In cool season food legumes, a large number of viral diseases cause severe yield losses. The description of disease symptoms is crucial for distinguishing various viruses; however, different virus species cannot be distinguished reliably by symptoms in many of the legumes, and infection by mixtures of viruses is common. That is why identification of viruses by serological and nucleic-acid-based techniques is important for making early and informed decisions on disease management strategies. Generally, breeders develop improved cultivars for yield and quality which may not possess resistance to various diseases. Protection from virus infection can be obtained by deploying either resistance genes present in the existing germplasm, or from non-host resistant sources. Screening of germplasm collections for virus resistance has provided breeders with genetic variation not found in available cultivars or enhanced germplasm. Inheritance of virus resistance can be monogenic or multigenic and may be either dominant or recessive. Availability of high-density molecular genetic maps has allowed identification of closely linked markers for a trait of interest and has therefore allowed marker-assisted selection (MAS) for improving concerned traits in breeding programs. However, little known information about closely linked markers for selection of virus-resistant genotypes has become a major limitation for exercising MAS in cool season food legume breeding programs. Development of markers based on genomic information from model species has great potential to facilitate efficient selection of virus resistance genes but may not be accomplished easily because of the relatively larger genome sizes of cool season food legumes. Here, the present state of the art concerning molecular breeding for resistance to these viruses is reviewed, and future perspectives for gene isolation and breeding at allelic level are briefly discussed.

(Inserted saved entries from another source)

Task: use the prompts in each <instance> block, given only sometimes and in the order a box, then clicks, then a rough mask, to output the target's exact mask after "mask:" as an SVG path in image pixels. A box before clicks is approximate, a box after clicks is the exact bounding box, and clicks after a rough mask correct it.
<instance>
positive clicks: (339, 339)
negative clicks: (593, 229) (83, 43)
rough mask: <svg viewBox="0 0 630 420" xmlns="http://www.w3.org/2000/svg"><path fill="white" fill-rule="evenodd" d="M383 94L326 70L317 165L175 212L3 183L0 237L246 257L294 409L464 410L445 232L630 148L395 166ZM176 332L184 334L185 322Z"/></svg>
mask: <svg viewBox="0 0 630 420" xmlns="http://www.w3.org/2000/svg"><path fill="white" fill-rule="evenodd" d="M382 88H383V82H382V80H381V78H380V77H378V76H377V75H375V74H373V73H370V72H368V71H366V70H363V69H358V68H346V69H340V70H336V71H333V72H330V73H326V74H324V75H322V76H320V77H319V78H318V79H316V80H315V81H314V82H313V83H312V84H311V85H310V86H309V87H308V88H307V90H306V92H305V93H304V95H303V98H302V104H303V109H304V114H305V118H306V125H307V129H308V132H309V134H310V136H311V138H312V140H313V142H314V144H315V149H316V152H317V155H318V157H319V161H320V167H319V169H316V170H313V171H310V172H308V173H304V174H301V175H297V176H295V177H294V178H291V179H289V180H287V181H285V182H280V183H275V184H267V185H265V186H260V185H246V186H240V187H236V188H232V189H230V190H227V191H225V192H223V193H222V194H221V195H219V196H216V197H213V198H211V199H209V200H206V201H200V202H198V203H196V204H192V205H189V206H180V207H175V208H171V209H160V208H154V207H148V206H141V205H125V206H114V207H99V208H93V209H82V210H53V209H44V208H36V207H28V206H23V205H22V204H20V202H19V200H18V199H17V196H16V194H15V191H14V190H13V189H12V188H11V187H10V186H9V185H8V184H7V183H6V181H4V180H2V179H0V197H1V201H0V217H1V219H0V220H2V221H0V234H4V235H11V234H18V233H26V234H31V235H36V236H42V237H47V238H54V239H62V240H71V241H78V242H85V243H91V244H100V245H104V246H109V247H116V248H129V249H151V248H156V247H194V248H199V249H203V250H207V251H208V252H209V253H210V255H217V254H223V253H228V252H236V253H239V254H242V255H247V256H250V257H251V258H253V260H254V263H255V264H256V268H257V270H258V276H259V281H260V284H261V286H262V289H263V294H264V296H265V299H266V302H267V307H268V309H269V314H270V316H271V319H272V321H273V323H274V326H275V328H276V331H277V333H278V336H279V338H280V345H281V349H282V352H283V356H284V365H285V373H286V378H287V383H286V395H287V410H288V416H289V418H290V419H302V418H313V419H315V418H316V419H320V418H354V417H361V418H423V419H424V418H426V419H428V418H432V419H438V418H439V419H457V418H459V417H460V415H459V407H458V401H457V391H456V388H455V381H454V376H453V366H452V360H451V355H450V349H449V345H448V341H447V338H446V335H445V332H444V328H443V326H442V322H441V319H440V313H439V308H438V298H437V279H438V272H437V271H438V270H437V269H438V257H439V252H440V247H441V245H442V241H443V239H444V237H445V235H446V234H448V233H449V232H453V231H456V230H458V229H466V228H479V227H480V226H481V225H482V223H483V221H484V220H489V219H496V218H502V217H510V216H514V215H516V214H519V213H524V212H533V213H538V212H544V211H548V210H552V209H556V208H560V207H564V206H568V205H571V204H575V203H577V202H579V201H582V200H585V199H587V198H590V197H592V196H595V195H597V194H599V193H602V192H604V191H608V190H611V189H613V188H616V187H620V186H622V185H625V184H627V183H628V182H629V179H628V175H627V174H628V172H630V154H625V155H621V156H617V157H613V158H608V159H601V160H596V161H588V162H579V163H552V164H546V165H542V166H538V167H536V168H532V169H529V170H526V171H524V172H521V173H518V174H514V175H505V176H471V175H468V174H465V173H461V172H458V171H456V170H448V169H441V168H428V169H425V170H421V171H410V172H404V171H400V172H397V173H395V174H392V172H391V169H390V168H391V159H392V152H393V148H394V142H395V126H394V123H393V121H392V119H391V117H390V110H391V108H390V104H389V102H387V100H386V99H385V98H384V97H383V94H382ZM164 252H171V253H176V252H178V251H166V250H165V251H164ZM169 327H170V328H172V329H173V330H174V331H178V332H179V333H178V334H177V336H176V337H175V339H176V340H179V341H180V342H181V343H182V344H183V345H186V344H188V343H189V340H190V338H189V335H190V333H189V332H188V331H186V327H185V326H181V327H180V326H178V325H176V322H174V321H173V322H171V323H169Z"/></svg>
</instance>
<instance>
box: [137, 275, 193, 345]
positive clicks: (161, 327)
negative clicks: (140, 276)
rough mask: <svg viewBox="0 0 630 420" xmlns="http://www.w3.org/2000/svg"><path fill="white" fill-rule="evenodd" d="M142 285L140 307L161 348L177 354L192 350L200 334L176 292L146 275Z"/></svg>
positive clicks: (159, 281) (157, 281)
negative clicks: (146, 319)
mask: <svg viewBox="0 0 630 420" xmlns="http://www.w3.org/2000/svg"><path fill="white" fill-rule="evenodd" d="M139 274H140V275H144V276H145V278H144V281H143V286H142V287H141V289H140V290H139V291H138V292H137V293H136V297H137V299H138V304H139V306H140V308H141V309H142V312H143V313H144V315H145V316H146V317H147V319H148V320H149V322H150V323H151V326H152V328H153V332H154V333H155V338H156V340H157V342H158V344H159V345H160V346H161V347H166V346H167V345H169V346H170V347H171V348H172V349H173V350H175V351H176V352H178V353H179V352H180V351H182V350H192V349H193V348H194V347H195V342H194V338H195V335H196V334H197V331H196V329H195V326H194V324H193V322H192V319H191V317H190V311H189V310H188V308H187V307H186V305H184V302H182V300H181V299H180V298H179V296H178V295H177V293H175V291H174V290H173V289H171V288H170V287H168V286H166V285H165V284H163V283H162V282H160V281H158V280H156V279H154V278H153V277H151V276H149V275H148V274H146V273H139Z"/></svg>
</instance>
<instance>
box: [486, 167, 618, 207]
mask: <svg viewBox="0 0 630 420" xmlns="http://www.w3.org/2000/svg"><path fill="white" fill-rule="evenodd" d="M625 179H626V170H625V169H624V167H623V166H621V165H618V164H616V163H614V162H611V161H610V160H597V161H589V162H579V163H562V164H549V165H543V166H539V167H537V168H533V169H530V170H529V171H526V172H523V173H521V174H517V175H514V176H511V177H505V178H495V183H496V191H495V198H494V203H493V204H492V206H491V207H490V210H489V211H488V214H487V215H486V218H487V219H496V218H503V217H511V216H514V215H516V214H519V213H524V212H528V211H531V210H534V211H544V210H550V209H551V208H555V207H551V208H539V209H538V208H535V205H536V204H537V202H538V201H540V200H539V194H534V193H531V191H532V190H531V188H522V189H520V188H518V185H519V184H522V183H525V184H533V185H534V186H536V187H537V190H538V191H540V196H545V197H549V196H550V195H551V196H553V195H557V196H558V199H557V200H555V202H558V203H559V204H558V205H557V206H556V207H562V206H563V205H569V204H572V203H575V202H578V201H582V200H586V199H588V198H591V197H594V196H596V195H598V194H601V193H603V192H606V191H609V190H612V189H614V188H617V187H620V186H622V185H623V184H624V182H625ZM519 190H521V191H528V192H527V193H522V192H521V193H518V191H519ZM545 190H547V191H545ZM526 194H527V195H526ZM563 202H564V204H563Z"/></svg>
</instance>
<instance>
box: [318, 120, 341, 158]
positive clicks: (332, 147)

Molecular and phenotypic characterization of variation related to pea enation mosaic virus resistance in lentil (Lens culinaris Medik.)

Jain, S., Porter, L. D., Kumar, A., Mir, R. R., Eigenbrode, S. D. and McPhee, K. E. 2014. Molecular and phenotypic characterization of variation related to pea enation mosaic virus resistance in lentil (Lens culinaris Medik.). Can. J. Plant Sci. 94: 1333-1344. Identification of genetically diverse lentil germplasm with resistance to pea enation mosaic virus (PEMV) through the combined approach of molecular marker analysis and phenotyping could prove useful in breeding programs. A total of 44 lentil (Lens culinaris Medik.) accessions, were screened for resistance to PEMV. Two accessions (PI 431663 and PI 432028) were identified with resistance to PEMV in field tests while several accessions were found resistant in greenhouse screenings. Thirty-six polymorphic simple sequence repeat (SSR) markers which produced 43 loci with 2 to 12 alleles per locus were used for genetic diversity analysis. The polymorphic information content (PIC) values for these markers ranged from 0.22-0.85 with a mean of 0.55 per marker. Using allelic data of 36 SSR primer pairs, dissimilarity ranging from 0.12 to 0.74 was calculated. Cluster analysis performed using the unweighted pair group method with arithmetic mean (UPGMA) determined that most of PEMV-resistant accessions were grouped in one cluster along with other accessions from Iran, Chile, Ethiopia, India, Pakistan, Turkey, Afghanistan and Lebanon. All the adapted cultivars originating from North and South America were grouped in another cluster along with some European accessions. The 44 accessions were classified into 4 subpopulations using Structure 2.2 software complimenting the results of UPGMA analysis and indicated the effect of geographical origin on the grouping of accessions. The results of this study can be used to select genetically diverse PEMV-resistant accessions for lentil improvement programs.